Se Isaltino Morais vencer o terceiro mandato consecutivo, chegará a 2026 com 77 anos de idade e 33 anos a comandar Oeiras.

Em Elvas, José Rondão de Almeida tem vida autárquica ininterrupta desde 1993 – presidente até 2013 pelo PS, vereador socialista até 2015, independente até 2017 e presidente independente desde 2021. Há quatro anos, arrecadou mais votos, mas os mesmos três vereadores do PS, acabando por convidá-los a juntarem-se ao Executivo, o que conseguiu, culminando na retirada de confiança política a esse trio “rosa”. Na hipótese de eleição, agora, aos 83 anos de idade, seguindo-se nova vitória em 2029, estará na presidência até aos 92 anos.

Mais a norte, Fernando Ruas, nascido em 1949, tal como Isaltino, pode fazer ainda mais um mandato na sequência máxima de 12. Caso seja eleito no domingo, chega ao fim do mandato com 80 anos de idade e 36 na cadeira de presidente da Câmara de Viseu.

  • Aldeia gaulesa do PCP na capital

Carnide, freguesia que é residência para cerca de 3% dos lisboetas, é o último reduto comunista na capital, a sua única conquista em 2021. Naquela presidência nunca houve outra cor.

Em 2013, a população elegeu o jovem Fábio Sousa, que não se pode mais candidatar no bairro de onde é natural.
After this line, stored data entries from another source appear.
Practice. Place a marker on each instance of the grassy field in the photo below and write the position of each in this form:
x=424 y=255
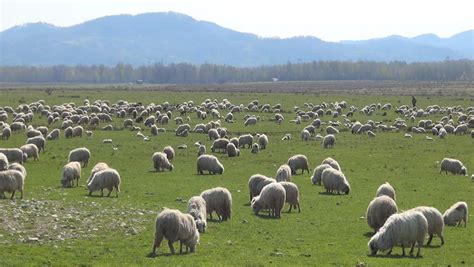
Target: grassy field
x=56 y=226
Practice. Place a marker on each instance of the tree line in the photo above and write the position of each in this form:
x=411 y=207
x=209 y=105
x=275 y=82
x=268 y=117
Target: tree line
x=183 y=73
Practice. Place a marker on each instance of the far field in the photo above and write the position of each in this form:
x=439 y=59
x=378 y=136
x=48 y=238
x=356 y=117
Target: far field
x=57 y=226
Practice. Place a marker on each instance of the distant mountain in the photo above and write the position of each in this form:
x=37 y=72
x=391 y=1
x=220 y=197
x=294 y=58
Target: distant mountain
x=172 y=38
Tal como outros 10 dos 24 presidentes de Junta de Lisboa, atinge limite de mandatos.

O psicólogo e bombeiro de 39 anos tentará ser um dos membros da Assembleia Municipal até 2029: em 2021, a CDU elegeu seis deputados municipais e agora Fábio é o terceiro da lista.

Este “bairro gaulês” da CDU valida a opinião de que no poder local as caras podem valer mais que os partidos: a maioria dos eleitores dá vitória comunista na Junta, mas prefere outros partidos nos boletins da Câmara e Assembleia Municipal. Em 2021, mais de 4.000 dos de Carnide votaram em Fábio Sousa, mas menos de 1.600 deram voto para a eleição de João Ferreira na Câmara.

  • Eanes 1985 e os mínimos para o Chega

Pedro Pinto, coordenador autárquico do Chega, admitiu ao ECO/Local Online que conquistar uma Câmara já será uma vitória para o seu partido, considerando que partem do zero. Contudo, colocar a bitola demasiado baixa para capitalizar qualquer vitória não tem correspondência com a expectativa criada nas legislativas de 18 de maio, quando ultrapassou o PS no Parlamento.

No único exemplo de um partido fora do “bloco central” que tenha rondado os 20% de votos em legislativas, o Partido Renovador Democrático (PRD), apadrinhado por Ramalho Eanes em 1985, alcançou três presidências nas autárquicas desse ano. As vitórias surgiram em Almeirim (Santarém), Belmonte (Castelo Branco) e Lamego (Viseu). Dois dos presidentes do PRD vinham do PS e um do PSD.

A 18 de maio, o Chega ganhou em mais de meia centena de concelhos. A 12 de maio vão a votos 95% dos seus 60 deputados, seja para presidentes de Câmara ou de Assembleia Municipal, ou até “segundas linhas” das listas do partido.

  • Vitória com poucochinhos

Os candidatos aos grandes municípios sabem o que é percorrer dezenas de quilómetros a pé para tentar convencer uma ínfima parte da população. Mas há câmaras onde dá para ir falar com todos os eleitores um a um. Acontece numa das 19 câmaras governadas pela CDU, conquistada com apenas 468 votos. Há quatro anos, exatamente 1.000 pessoas foram às urnas em Barrancos.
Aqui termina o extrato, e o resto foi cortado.